Similarly, American scholars Rizwan Naseer and Musarat Amin, in the abstract to their recent treatise, “Sino-Pakistan Relations: A Natural Alliance against Common Threats” (Berkeley Journal of Social Sciences 1, no. 2), state that in the early days of their relationship, China and Pakistan confronted challenges to their survival. Pakistan had to engage in war against India over Kashmir (1948), and China was dragged to the Korean War (1951). The Soviet-Chinese union provided strength to China, but the Sino-Soviet China was left with no real support internationally. Meanwhile, Pakistan had joined the U.S. as an ally against the expansion of communism by joining Southeast Asia Treaty Organization (SEATO) (1954) and the Baghdad Pact (1955). And although this alliance provided Pakistan with economic and military aid, Islamabad was virtually abandoned in its hour of trial (1965 Indo-Pak war), Naseer and Amin note.

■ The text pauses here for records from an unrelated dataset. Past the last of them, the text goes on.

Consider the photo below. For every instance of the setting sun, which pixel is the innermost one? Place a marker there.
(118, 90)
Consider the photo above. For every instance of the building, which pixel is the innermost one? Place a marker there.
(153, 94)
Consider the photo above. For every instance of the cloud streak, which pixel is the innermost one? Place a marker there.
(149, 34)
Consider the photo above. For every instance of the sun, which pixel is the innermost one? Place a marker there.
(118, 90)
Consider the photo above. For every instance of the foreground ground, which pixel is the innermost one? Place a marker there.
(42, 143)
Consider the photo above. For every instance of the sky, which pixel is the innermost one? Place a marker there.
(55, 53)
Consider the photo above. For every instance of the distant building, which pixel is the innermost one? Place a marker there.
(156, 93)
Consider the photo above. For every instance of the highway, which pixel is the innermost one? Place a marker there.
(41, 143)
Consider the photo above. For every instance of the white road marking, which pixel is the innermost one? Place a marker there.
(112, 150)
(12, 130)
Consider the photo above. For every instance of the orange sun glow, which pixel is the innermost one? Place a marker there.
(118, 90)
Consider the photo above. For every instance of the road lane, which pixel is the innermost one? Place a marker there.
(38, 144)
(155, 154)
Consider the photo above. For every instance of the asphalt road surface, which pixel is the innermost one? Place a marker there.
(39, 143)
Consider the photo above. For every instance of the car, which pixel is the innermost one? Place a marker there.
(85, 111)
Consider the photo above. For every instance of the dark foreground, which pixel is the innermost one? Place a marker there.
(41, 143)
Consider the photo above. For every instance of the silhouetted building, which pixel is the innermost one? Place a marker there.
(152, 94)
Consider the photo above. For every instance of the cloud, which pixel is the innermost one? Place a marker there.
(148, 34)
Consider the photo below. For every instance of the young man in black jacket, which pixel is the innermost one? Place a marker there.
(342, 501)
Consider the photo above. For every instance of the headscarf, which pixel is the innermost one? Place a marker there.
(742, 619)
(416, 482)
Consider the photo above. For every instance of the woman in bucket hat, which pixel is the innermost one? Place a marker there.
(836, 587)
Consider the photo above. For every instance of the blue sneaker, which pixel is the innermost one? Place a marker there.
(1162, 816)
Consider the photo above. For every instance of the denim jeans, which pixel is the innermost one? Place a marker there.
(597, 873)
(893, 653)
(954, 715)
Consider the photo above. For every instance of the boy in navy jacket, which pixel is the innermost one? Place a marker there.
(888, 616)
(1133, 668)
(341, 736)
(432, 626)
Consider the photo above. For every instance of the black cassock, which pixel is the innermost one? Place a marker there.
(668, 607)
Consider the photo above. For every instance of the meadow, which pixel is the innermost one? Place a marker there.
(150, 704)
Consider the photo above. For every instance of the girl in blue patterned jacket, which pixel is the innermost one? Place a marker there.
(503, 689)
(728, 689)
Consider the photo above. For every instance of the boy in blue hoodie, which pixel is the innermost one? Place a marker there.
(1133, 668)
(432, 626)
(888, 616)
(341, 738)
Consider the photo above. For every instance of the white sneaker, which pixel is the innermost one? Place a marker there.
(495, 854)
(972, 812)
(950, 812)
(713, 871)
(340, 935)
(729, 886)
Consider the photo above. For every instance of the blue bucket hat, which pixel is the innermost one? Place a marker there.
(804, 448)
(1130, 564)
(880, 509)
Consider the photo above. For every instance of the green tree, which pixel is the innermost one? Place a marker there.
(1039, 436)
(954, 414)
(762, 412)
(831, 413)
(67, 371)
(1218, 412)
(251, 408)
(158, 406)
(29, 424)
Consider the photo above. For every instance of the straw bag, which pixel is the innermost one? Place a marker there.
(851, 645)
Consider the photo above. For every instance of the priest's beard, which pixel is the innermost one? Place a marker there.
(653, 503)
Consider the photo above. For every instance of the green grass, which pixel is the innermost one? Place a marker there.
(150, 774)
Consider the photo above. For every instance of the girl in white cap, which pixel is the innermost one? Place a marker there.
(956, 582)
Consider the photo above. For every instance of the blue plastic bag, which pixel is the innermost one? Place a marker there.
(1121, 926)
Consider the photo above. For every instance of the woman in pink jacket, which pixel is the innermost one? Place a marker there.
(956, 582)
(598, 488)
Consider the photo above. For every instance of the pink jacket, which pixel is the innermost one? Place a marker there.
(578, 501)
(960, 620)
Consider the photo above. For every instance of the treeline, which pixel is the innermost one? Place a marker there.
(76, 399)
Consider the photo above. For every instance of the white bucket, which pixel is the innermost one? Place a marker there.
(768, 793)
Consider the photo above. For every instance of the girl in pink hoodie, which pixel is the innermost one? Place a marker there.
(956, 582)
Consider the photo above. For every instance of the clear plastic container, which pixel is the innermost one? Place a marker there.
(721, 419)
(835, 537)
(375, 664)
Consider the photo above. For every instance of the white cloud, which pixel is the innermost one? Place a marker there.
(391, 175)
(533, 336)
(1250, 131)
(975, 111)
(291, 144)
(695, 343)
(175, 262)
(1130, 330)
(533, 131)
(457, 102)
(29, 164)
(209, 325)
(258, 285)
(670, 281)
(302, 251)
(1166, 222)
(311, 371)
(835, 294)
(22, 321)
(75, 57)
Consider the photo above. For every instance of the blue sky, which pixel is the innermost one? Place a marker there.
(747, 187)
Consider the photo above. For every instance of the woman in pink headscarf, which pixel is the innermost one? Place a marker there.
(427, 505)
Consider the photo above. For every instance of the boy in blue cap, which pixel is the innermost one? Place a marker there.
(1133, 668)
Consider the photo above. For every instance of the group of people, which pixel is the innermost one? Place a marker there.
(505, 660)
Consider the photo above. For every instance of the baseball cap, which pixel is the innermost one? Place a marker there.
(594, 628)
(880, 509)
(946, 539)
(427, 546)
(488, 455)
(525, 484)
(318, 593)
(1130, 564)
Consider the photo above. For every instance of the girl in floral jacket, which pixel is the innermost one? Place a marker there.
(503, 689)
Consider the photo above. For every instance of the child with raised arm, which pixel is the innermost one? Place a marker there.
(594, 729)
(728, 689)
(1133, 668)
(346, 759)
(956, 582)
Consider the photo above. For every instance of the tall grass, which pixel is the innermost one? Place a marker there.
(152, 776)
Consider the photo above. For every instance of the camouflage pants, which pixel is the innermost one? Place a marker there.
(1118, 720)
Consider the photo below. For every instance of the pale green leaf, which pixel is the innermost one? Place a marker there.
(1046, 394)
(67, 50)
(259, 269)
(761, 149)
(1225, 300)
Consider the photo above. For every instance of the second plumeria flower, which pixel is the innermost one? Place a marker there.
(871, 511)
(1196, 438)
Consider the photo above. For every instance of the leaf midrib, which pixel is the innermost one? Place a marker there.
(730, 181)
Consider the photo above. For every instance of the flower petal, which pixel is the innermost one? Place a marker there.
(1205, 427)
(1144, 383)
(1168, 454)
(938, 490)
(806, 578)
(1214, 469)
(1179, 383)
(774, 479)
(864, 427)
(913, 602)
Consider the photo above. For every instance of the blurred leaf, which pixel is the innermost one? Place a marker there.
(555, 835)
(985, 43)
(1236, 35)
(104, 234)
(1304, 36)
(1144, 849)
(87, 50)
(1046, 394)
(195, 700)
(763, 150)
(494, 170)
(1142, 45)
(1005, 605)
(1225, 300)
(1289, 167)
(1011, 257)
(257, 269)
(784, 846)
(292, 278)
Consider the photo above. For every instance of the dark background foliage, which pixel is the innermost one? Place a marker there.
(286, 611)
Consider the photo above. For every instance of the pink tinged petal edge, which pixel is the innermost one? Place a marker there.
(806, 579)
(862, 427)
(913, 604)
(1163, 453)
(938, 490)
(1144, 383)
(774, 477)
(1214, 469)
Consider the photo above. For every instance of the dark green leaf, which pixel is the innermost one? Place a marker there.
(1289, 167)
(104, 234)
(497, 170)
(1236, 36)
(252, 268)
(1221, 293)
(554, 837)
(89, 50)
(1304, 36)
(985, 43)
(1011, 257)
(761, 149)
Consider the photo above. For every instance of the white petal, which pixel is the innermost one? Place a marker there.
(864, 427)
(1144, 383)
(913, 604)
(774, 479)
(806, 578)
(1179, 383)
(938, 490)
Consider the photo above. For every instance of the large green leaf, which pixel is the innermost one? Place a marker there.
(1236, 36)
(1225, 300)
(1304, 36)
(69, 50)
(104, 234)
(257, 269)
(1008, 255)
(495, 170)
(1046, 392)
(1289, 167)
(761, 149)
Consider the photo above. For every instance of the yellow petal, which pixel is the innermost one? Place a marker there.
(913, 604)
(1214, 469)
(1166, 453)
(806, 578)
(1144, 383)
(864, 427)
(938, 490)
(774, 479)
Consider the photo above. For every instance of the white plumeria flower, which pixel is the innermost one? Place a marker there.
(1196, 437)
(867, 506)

According to these two scholars, because both China and Pakistan had fought wars with India, they had a common threat in the neighbourhood. India, a nonaligned state, received economic and military aid from both superpowers (USSR and the U.S.). When USSR supported India, a noncommunist state, against China, officially a communist state, during the Sino-Indian border clash in 1962, Naseer and Amin claim, Beijing realised that it should normalise relations with Washington—a capitalist state. Zulfikar Ali Bhutto’s Pakistan played a key role in bringing the United States and China to the discussion table and bridged their differences by identifying the Soviet Union as their common enemy. Naseer and Amin argue that the 1971 Indo-USSR Treaty of Friendship posed another challenge to both Pakistan and China. The treaty perhaps strengthened Pakistan’s relations with the United States.